Le Conseil d’État juge que peut être admis comme mode de preuve la comparaison d’un emprunt bancaire assorti d’un taux variable avec un emprunt intragroupe à taux fixe, subordonné au premier, les deux emprunts étant d’une durée différente, moyennant des ajustements pour tenir compte de la différence de structure et de durée des emprunts ainsi que du caractère subordonné du prêt intragroupe, pour autant que ces ajustements soient suffisamment fiables et documentés.
Rappel
Une société peut déduire les intérêts relatifs à des sommes mises à sa disposition par une entreprise liée au-delà de la limite du taux fixé par l’article 39, 1.3° du CGI dans le cadre d’avances consenties par ses associés, dès lors qu’elle est en mesure de démontrer que ces intérêts sont déterminés par application d’un « taux de marché » que l’entreprise emprunteuse aurait pu obtenir d’établissements financiers indépendants dans des conditions analogues (CGI, art. 212, I-a).
Pendant de nombreuses années, l’Administration, comme les juridictions du fond, se sont montrées particulièrement exigeantes dans la démonstration du taux de marché applicable.
Dans un avis du 10 juillet 2019, le Conseil d’État a posé le principe de liberté de preuve et admis qu’une société pouvait, le cas échéant, s’appuyer sur des comparables issus du marché obligataire (avis n°429426 et 429428, SAS Wheelabrator).
L’histoire
La société WB Ambassador, détenue à 100 % par une société luxembourgeoise, a acquis, le 31 octobre 2008, l’intégralité des titres d’une société française auprès d’un tiers.
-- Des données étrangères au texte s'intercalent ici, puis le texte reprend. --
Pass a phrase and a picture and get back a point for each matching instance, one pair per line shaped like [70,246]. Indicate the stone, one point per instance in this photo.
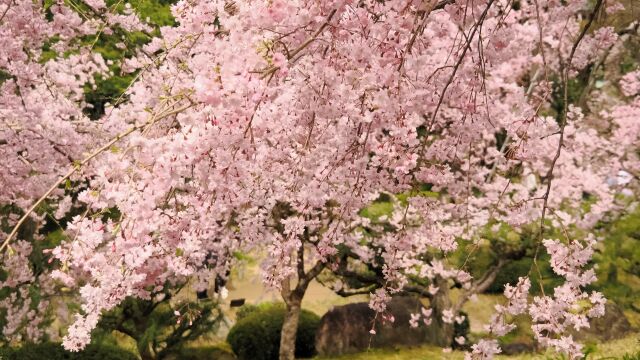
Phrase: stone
[345,329]
[612,325]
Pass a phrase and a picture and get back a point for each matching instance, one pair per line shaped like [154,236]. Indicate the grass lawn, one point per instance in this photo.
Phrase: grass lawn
[612,350]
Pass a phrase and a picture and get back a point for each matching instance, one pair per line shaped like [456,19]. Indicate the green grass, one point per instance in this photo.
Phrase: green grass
[617,349]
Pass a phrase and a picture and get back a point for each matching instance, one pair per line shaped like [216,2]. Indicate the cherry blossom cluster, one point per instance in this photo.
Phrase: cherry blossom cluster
[269,125]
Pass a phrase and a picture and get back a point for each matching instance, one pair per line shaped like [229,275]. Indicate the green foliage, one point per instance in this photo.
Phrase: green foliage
[155,327]
[203,353]
[54,351]
[256,335]
[631,356]
[618,260]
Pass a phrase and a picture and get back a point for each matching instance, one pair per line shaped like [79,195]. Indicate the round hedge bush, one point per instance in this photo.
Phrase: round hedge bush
[55,351]
[256,335]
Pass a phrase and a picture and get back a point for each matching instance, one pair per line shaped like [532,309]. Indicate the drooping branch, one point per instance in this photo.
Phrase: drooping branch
[164,113]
Pour financer cette acquisition, la société a contracté plusieurs emprunts, auprès de banques ainsi qu’auprès de sa mère luxembourgeoise, ce dernier étant rémunéré au taux de 7 %.
L’Administration a considéré que ce taux de 7 % était supérieur à la limite prévue à l’article 212, I du CGI, et a réintégré la fraction excédentaire des intérêts aux résultats de la société emprunteuse.
Un premier contentieux s’est d’abord formé autour de l’exclusion radicale de tout référentiel de rendement obligataire par l’Administration, puis par les juges du fond, avant que le Conseil d’État, tirant les conséquences de l’avis SAS Wheelabrator, rendu entretemps, n’annule pour erreur de droit la décision des juges d’appel (CE, 10 décembre 2020, n°428522, Sté WB Ambassador).
L’affaire a donc été renvoyée devant la CAA de Paris, qui a procédé à un examen approfondi des comparables produits par la société.
La décision de la CAA de Paris
Pour justifier que le taux de 7 % rémunérant le prêt consenti par sa mère luxembourgeoise était le même que celui qu’elle aurait pu obtenir d’établissements ou d’organismes financiers indépendants dans des conditions analogues, la société WB Ambassador a produit une étude réalisée par un cabinet internationalement reconnu d’audit et de conseil.
Cette étude utilisait comme terme de comparaison le financement obtenu auprès des banques pour financer l’acquisition, à savoir un prêt à taux variable d’une durée de 5 ans.
Afin de déterminer le profil de risque financier de l’emprunt souscrit auprès de sa mère luxembourgeoise, l’étude a ensuite converti le taux variable en euros du prêt bancaire en un taux fixe en dollars et a eu recours à la base de données Bloomberg pour analyser les opérations de financement réalisées à des dates contemporaines sur la base d’un prêt d’une durée de 5 ans.
Les courbes de taux issues de cette base de données n’incluant pas de faculté de remboursement anticipé ni l’existence de convention de subordination, l’étude a ajusté les précédents calculs ainsi que par référence au marché des transactions obligataires.
Après prise en compte de tous ces éléments, la société a ainsi déterminé un taux d’intérêt de pleine concurrence qui aurait été demandé par un établissement financier pour un financement aux termes équivalents de 6,95 %, correspondant au coût d’un financement pour un emprunt à taux fixe d’une durée de 5 ans, majoré de la prime de risque liée à la subordination du prêt au prêt bancaire et de la rémunération complémentaire liée à la durée supplémentaire de deux années.
La Cour valide les comparables ainsi retenus par la société et juge :
- Qu’est sans égard sur leur pertinence la circonstance que les éléments présentés n’ont pas été établis à l’occasion de la conclusion du prêt auprès de la société luxembourgeoise ;
- Que peut être admis comme mode de preuve la comparaison d’un emprunt bancaire assorti d’un taux variable avec un emprunt intragroupe à taux fixe, subordonné au premier, les deux emprunts étant d’une durée différente, moyennant des ajustements pour tenir compte de la différence de structure et de durée des emprunts ainsi que du caractère subordonné du prêt intragroupe, pour autant que ces ajustements soient suffisamment fiables et documentés.